PTUN Jakarta Tolak Gugatan PT. KCP dan PT. MJR, Suku Awyu Menang!

Foto insert: Perwakilan masyarakat adat suku Awyu saat menggelar demo, menuntut negara mengakui dan mengembalikan hak atas hutan dan tanah adat mereka.

 

Jayapura Papua, KD. Tekad dan semangat masyarakat adat suku Awyu di Kabupaten Boven Digoel provinsi Papua Selatan, yaitu dalam memperjuangkan nasib mereka merebut kembali hutan adat mereka, ternyata tidak mengecewakan.

Dengan perjuangan yang gigih dan usaha yang keras, akhirnya derita dan air mata masyarakat suku Awyu yang selama ini berderai, dijawab oleh Tuhan pencipta alam semesta.

Bagaimana tidak, Kawasan hutan dan juga tanah adat milik suku Awyu yang dicaplok PT. Kartika Cipta Pratama {KCP} dan PT. Megakarya Jaya Raya (MJR) yang dijadikan perkebunan kelapa sawit selama beberapa tahun berjalan, akhirnya dicabut izin mengenai pengelolaan kawasan hutan dari Kementerian Lingkungan Hidup dan Kehutanan {KLHK}.

Pasca pencabutan izin kawasan hutan yang terjadi, PT. KCP dan PT. MJR pun melakukan gugatan ke Pengadilan Tata Usaha Negara {PTUN} Jakarta. Kedua perusahaan penggugat itu meregistrasi perkara gugatan mereka di kantor PTUN Jakarta dengan nomor masing-masing: 82/G/2023/PTUN.JKT dan 87/G/2023/PTUN.JKT.

Alih-alih mengharapkan jawaban putusan yang berpihak kepada gugatan kedua perusahaan kelapa sawit itu, yang mana telah beria-ria selama berapa tahun perusahaan tersebut di lahan masyarakat adat suku Awyu, PTUN Jakarta menolak gugatan kedua perusahaan penggugat itu.
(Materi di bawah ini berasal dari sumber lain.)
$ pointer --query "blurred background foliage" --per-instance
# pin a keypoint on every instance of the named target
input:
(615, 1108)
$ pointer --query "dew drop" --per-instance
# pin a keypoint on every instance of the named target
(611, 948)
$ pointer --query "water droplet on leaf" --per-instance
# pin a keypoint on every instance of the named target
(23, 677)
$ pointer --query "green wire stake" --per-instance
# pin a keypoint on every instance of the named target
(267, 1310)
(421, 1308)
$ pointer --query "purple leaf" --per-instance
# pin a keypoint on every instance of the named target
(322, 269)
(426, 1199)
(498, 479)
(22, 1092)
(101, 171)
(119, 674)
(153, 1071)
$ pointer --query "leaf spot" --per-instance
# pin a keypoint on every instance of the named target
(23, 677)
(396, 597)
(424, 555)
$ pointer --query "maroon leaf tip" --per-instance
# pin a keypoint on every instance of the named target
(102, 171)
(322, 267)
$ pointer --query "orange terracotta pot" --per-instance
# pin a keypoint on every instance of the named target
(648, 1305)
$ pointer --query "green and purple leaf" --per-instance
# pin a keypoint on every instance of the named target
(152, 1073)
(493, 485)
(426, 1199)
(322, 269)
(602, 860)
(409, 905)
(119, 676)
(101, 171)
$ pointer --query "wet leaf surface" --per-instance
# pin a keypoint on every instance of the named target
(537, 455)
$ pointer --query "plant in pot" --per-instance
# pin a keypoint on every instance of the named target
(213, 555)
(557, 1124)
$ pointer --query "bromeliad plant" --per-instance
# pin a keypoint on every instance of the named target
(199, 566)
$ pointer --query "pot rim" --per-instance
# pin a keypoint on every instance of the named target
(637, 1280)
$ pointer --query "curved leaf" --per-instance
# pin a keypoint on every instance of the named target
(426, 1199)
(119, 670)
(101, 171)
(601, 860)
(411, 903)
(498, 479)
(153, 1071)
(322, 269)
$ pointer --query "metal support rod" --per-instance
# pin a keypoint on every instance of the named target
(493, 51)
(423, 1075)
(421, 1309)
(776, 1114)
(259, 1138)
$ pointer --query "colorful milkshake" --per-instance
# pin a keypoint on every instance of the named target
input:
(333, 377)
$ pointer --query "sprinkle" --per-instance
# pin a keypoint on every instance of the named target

Putusan yang memenangkan Menteri LHK (tergugat) dan masyarakat adat suku Awyu (tergugat intervensi) ini, diumumkan lewat sistem e-court Mahkamah Agung pada Selasa, 5 September 2023.

Sebagaimana diketahui, PTUN Jakarta disebutkan dengan memutuskan menolak gugatan 2 perusahaan kelapa sawit itu, ia telah menyelamatkan 65.415 hektar hutan asli dari konsesi PT. MJR dan PT. KCP Perusahaan.

Kedua perusahaan ini bahkan tidak boleh melakukan deforestasi dalam area tersebut, dan hanya boleh menjalankan bisnis dalam 8.828 hektar lahan hutan milik masyarakat adat yang telah dibuka, oleh pemegang ke-2 konsesi.

Demikian pernyataan Gergorius Yame, salah satu tergugat dari 6 tergugat intervensi dalam perkara gugatan 2 perusahaan besar itu.

“Ini putusan yang kami tunggu-tunggu. Perusahaan jangan ganggu hutan dan tanah adat. Ko (perusahaan,red) mau bikin apa lagi di tanah adat kami?. Patuhi sudah putusan ini dan biarkan kami rawat sendiri tanah adat kami.

Semoga dengan gugatan ini, KLHK tahu kalau perusahaan trada niat baik dan segera cabut sepenuhnya izin PT. MJR dan PT. KCP.

Kami berharap bisa mendapatkan hutan adat lagi, dan biar kami sendiri yang kelola untuk anak cucu kami .suku Awyu,” cetus Gergorius Yame berdialek Papua penuh harapan.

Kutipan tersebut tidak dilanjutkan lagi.